Significance of primary side sensing to IoT

In November 2015, 196 nations have reached the Paris Agreement, regarding the reduction of climate change. The key goal: to limit global warming to less than 2°C compared to pre-industrialisation records. To meet this goal, there must be a net zero anthropogenic greenhouse gas emission during the second half of the 21st century. Under current energy usages, this is a tall order.

In fact, consumer demand is pushing the dial the other way. The so-called "Internet of Things" (IoT), is expected to connect an estimated 30 to 90 billion electronic devices by 2020. The IoT will be made up of a network of connected things such as sensors, monitors, measuring devices, computing devices, and wearables of all sorts (think small, integrated electronics). All of these "things" will require additional power. At present, the global electric grid would have to expand by 2 times with current power supply efficiencies in order to meet this demand. So, the question is how these billions of things will be powered efficiently enough that world governments can meet the Paris Agreement targets and put a hold on global warming.

Traditional power supply technology, popular for the last 20 years, uses flyback topology and secondary feedback control through opto-isolation, which has impeded the full deployment of the IoT. This technology contains too many components, which requires a large footprint – and each electronic part (discretes) presents its own drag on energy efficiency. Therefore, "parts reduction" is one key element to increasing the efficiency of things powered by the grid. In addition, the power supplies for IoT applications need to be able to fit into a small space and should be highly efficient.

Moreover, while power supplies used to be the last sub-system engineered, now an energy-efficient power supply is becoming a prerequisite for any electronic device coming into the market. IoT devices are no different. Consumers want to reduce their monthly energy bills, while governments and utilities want to limit the demand on the grid and its impact to global warming, with the additional burden of IoT devices. To accomplish this, a new approach is needed.

Tronium Primary Side Regulation (PSR) has been deeveloped with an eye on the power demands of the future. PSR helps reduce the part count in an under 50 W power supply from the typical 48 to 50 in a typical flyback configuration to less than 25.

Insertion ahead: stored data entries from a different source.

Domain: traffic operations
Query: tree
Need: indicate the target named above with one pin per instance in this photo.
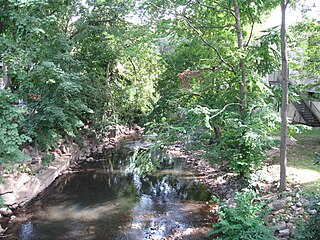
(284, 104)
(212, 67)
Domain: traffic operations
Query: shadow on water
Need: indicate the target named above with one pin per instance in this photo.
(103, 201)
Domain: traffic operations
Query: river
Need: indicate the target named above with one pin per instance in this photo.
(102, 200)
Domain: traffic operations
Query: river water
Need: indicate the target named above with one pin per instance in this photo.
(102, 200)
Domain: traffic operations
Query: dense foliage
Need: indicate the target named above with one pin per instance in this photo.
(244, 221)
(310, 229)
(76, 67)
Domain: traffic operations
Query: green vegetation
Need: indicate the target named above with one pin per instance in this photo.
(190, 71)
(1, 202)
(244, 221)
(301, 157)
(310, 229)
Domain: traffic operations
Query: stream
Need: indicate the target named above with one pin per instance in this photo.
(102, 200)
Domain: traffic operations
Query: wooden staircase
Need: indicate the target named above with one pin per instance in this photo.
(307, 114)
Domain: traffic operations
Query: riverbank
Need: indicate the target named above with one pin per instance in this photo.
(285, 209)
(25, 181)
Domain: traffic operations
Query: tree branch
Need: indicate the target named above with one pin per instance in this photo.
(207, 43)
(216, 9)
(208, 27)
(252, 25)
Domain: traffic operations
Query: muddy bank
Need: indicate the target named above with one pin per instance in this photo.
(27, 180)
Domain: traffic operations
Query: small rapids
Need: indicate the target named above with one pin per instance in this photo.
(101, 200)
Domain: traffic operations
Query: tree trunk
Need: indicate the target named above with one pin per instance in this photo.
(6, 76)
(284, 105)
(243, 82)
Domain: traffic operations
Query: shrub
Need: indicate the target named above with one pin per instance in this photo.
(310, 230)
(11, 138)
(243, 221)
(1, 202)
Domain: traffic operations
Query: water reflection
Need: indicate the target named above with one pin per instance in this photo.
(102, 201)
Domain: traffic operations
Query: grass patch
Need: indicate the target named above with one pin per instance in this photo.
(303, 156)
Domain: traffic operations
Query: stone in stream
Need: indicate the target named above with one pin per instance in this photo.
(5, 211)
(284, 233)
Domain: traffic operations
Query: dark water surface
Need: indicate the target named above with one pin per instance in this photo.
(104, 201)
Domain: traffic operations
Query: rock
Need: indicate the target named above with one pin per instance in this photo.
(9, 198)
(5, 211)
(284, 232)
(312, 211)
(277, 205)
(90, 159)
(281, 226)
(2, 230)
(63, 149)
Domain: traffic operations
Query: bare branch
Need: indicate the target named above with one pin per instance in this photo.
(252, 25)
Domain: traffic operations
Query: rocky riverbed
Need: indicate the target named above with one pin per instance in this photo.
(286, 209)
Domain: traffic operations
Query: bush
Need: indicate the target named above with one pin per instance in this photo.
(1, 202)
(243, 222)
(11, 138)
(310, 230)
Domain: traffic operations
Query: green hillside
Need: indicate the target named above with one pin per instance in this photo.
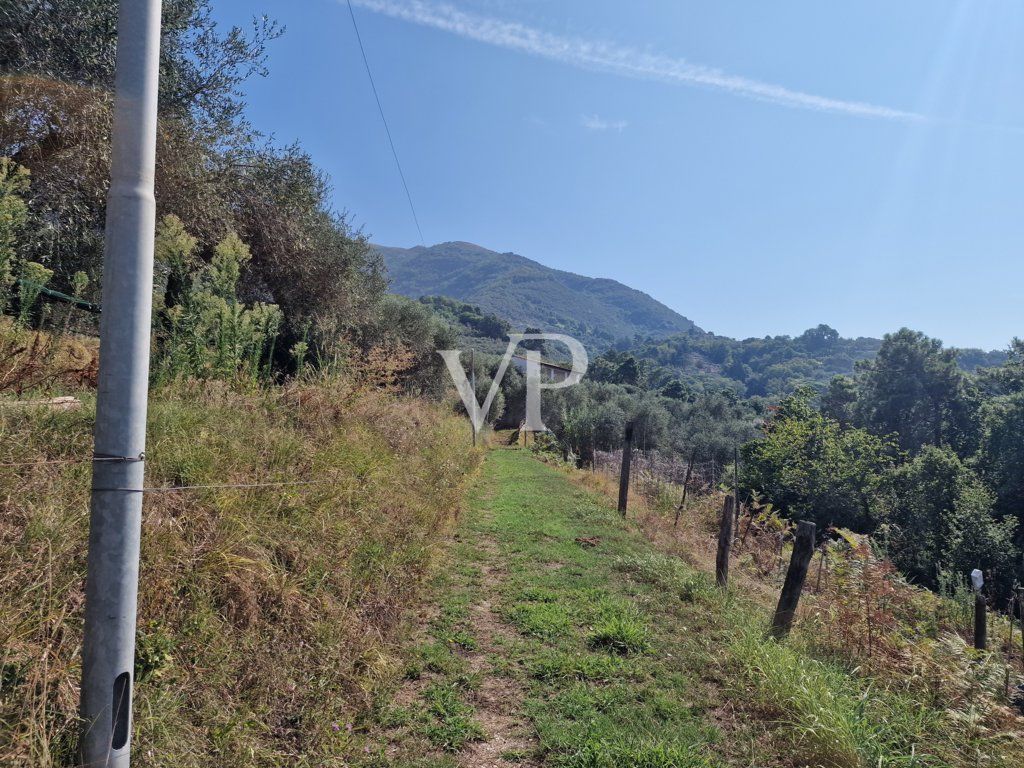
(527, 294)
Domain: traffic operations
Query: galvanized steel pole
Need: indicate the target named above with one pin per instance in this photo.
(115, 523)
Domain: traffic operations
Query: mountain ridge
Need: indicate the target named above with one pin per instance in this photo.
(598, 310)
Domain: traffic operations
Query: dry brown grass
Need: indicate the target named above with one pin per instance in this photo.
(265, 617)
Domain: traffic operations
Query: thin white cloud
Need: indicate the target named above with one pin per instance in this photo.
(597, 123)
(617, 59)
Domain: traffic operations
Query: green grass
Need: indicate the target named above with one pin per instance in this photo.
(627, 656)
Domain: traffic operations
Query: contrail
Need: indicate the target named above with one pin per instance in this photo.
(617, 59)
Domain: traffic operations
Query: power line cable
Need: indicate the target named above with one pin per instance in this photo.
(387, 130)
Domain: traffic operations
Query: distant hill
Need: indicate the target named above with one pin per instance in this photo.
(598, 311)
(476, 290)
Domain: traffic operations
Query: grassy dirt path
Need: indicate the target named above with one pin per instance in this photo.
(559, 636)
(559, 639)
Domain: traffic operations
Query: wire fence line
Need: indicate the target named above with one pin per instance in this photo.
(170, 488)
(651, 471)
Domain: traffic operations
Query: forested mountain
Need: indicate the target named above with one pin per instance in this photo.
(628, 328)
(770, 366)
(598, 311)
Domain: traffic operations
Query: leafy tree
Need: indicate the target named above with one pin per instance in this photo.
(1009, 377)
(206, 331)
(812, 468)
(839, 401)
(1001, 456)
(938, 515)
(914, 389)
(13, 213)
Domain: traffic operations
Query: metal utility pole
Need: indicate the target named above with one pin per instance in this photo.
(115, 522)
(472, 383)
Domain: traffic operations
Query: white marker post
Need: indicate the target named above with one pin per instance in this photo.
(116, 518)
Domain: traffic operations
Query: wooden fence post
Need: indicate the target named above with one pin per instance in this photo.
(803, 551)
(624, 474)
(724, 543)
(686, 484)
(980, 622)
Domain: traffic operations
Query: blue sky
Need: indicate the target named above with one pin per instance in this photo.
(758, 167)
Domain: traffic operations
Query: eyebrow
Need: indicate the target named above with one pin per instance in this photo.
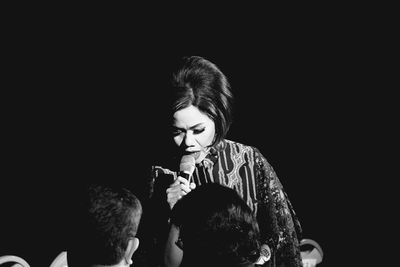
(192, 127)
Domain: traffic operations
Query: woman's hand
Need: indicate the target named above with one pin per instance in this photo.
(179, 188)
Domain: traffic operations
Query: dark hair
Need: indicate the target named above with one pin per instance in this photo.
(215, 220)
(200, 83)
(112, 219)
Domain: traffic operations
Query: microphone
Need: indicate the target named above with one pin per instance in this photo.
(187, 166)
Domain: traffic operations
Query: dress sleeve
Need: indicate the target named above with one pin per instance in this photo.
(279, 226)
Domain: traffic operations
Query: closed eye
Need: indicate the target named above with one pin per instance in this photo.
(198, 131)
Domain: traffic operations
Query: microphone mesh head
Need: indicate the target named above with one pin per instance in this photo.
(187, 164)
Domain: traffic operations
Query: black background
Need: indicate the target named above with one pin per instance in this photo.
(83, 106)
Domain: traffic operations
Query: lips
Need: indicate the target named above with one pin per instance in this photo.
(196, 154)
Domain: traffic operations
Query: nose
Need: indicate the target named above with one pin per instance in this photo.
(189, 139)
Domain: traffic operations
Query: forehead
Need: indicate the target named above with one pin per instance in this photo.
(189, 116)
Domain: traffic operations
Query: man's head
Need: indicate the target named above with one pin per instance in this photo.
(108, 227)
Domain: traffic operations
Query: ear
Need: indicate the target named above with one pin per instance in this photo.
(132, 247)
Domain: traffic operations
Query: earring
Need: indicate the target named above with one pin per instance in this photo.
(129, 262)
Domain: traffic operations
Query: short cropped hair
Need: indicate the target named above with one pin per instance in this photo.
(201, 83)
(216, 224)
(113, 216)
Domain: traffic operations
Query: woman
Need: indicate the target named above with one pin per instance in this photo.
(201, 104)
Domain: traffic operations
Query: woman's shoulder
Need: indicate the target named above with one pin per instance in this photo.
(240, 147)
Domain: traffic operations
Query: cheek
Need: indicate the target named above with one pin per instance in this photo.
(178, 140)
(207, 138)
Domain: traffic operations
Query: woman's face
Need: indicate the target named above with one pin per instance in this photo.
(193, 131)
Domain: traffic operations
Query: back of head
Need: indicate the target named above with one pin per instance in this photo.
(217, 228)
(106, 223)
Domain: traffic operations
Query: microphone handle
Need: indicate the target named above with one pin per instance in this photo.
(184, 175)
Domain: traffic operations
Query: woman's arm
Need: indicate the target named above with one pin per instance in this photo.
(173, 254)
(276, 216)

Lower part count means not only a lower overall cost in end applications but an extreme reduction in size. For example, a typical 60-inch television has over 500 parts in it – 300 electronic parts and 200 mechanical. The size reduction benefits of the TRONIUM PSR solution promise to reduce part count by up to 90 per cent. This part reduction is of extreme importance for the sensors and small IoT devices that will be hooked up directly to the grid, especially since TRONIUM allows them to be connected, monitored or controlled either wired or wirelessly.

Three main goals
PSR technology achieves three main goals: runs at over 90-per cent efficiency at very low-medium-high load currents and provides almost zero load at a half a milliwatt of standby power. This, in turn, helps consolidate a fragmented industry by using fewer discrete parts – as currently it typically takes fourteen or more vendors to provide all of the parts to a power supply. Cutting the number of parts in half, partly by eliminating the opto-isolation parts, not only reduces the size of the footprint but also simplifies the inventory and design side of the process.

Let's take a closer look.

Out with the old...
As previously mentioned, the power supply solution commonly used in the industry today is flyback topology and secondary feedback through opto-isolation – typically with 9 to 11 parts that support optocouplers, which are electronic components that connect two separate electrical circuits by means of a light sensitive optical interface. An optocoupler includes an LED, which produces infra-red light and a corresponding semiconductor photo-sensitive device that detects and interprets the emitted infra-red beam. In this fashion, an electronic signal can come from the secondary side of the power supply circuit to the primary side of the circuit without breaching the transformer isolation barrier.